# Electronics - 1 larger screen vs 2 smaller screens



## Mike S. 11 (Nov 10, 2009)

I am considering finally upgrading from my old 5" garmin unit and have been kicking around the idea of 2 - 9" units versus a single 12" unit. Haven't really decided on what brand yet so I'm not so much worried about which brand is better. I was just wanting to get some input from any of you guys that have used both setups or have gone from one to the other. I have plenty of space for either configuration. Thanks in advance.

Mike


----------



## Gofish2day (May 9, 2006)

Mike,

It depends on what you are doing. I have (1) Lowrance 12HDS gen 3 and (1) Lowrance 8HDS gen 2. I like to run the downscan and sonar on the 8 inch screen. I then run the sidescan and map on the 12" screen. The sidescan really needs the largest screen possible. I use the sonar to see colors. This tells me if the fish has scales and how large.
I mostly crappie fish but also WB and Hybrids.
I would go with the 2-9" screens and here is why. Again, depends on what you fish.
This is something the pros do with 2 screens.
Use the BOTTOM HALF of both units for this. 
Unit 1 - set to SIDESCAN but only look LEFT.
Unit 2 - Set to SIDESCAN but only Look RIGHT. Now you have this HUGE 18" screen showing side scan. You will be extremely impressed especially if you are WB or Hybrid fishing. Everything is now 2 times as large. Do whatever you then want with the top screen halves.

Hope this helps!


----------



## texasGG (Mar 12, 2007)

My opinion, the difference between a single 12 inch or two 9 inch units I would without a doubt go with two 9 or 10 inch units. There is just not that much difference between a 9 or 10 in unit and a 12 in. There is almost double screen size on the two and anything 12 inch or above or expensive.

That said, You will be happier with a single really good unit with side imaging, down imaging, sonar, GPS than two larger units without because of cost. I have had Lowrance, Humminbird and Ray Marine. I liked each for different reasons but finally settled on Hummingbird because of ease of operation and cost. Lowrance were pricey and very difficult to operate meaning you could not just guess what to push to get somewhere. ( It was like, push this button twice, then this one, now hit the left one followed by the down button then ok. Just to erase trails....) Ray Marine I like also it has excellent mapping. But I finally decided on Humminbird.

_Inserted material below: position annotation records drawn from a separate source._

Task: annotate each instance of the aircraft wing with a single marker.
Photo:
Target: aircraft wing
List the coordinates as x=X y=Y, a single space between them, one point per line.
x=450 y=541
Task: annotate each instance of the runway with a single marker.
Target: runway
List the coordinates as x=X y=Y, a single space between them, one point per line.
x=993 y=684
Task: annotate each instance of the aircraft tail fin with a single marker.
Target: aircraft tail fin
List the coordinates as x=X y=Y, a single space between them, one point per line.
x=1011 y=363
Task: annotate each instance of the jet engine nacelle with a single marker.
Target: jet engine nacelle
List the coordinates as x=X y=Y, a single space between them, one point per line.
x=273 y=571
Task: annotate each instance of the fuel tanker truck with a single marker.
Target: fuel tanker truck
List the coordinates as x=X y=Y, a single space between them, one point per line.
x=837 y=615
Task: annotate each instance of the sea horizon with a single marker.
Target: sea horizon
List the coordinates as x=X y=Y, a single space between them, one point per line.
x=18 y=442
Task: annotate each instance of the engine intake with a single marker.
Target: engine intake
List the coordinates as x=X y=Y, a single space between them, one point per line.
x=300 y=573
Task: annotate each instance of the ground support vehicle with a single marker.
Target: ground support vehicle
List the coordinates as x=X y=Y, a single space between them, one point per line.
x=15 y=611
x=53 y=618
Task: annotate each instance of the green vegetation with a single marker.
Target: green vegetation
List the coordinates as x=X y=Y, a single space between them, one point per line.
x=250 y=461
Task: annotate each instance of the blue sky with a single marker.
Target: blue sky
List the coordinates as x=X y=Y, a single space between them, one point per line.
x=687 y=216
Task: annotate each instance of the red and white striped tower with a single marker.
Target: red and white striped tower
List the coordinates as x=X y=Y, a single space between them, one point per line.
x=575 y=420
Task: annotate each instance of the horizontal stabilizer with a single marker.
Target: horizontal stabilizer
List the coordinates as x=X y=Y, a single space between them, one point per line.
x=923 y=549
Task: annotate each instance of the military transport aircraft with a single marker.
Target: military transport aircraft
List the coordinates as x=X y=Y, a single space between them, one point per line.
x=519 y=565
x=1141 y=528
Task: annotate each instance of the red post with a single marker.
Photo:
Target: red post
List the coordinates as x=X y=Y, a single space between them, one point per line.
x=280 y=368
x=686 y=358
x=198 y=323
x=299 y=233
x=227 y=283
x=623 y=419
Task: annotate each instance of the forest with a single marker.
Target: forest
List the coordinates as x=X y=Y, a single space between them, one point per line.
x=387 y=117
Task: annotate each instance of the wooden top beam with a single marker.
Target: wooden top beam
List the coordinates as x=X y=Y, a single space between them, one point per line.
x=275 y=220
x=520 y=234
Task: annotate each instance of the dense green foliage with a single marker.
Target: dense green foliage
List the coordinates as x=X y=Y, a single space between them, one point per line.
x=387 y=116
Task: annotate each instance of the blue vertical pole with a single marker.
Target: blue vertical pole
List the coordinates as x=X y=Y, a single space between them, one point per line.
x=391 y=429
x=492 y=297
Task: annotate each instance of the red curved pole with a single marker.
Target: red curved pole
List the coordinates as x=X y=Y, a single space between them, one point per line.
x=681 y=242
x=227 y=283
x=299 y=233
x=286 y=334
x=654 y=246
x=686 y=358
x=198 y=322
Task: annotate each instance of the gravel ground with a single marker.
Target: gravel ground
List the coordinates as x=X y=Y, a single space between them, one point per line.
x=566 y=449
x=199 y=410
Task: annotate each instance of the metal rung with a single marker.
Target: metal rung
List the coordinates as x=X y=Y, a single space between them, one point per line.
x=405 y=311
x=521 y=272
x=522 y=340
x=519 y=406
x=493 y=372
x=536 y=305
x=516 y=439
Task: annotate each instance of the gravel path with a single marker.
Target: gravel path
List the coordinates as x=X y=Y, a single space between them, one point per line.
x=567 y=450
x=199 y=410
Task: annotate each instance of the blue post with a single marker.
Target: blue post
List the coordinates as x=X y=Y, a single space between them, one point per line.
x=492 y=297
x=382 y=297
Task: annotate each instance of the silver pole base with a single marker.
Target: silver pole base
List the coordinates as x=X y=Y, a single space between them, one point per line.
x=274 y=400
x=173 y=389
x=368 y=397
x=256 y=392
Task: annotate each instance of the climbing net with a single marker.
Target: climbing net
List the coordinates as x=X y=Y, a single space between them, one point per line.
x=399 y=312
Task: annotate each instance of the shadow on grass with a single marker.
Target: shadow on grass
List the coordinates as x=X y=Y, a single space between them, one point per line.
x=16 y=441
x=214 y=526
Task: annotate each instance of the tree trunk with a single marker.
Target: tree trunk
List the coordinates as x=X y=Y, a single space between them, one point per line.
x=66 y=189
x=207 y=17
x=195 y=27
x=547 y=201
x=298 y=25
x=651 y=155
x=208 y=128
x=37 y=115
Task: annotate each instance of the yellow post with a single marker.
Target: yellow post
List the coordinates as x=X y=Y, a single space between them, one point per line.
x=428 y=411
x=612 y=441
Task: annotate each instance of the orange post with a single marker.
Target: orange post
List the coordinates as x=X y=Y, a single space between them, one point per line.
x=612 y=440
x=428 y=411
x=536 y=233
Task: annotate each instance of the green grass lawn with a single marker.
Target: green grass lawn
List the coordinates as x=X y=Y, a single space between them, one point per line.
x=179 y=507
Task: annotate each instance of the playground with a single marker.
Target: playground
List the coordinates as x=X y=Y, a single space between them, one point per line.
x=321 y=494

I had side imaging for a year an honestly did not use it much. Then I went with a good friend who is also a very good guide and he was using side imaging almost exclusively searching for individual larger fish and groups of fish. He convinced me then to start using it and since then I don't know how I would fish without it. That was a game changer for me, an ahhh haaaa moment. Kind of like the first time you used a microwave.

So what I'm trying to convey in all this is, get a larger unit, one is enough if you get the right kind. I would spend more for a really good unit then buying two lesser units. A 10 inch unit is about the same as a 12 inch and much cheaper.

Good luck


----------



## Gofish2day (May 9, 2006)

I think if I had to do it over, I would chose the hummbird as well.
Just for the reasons stated.


----------



## Mike S. 11 (Nov 10, 2009)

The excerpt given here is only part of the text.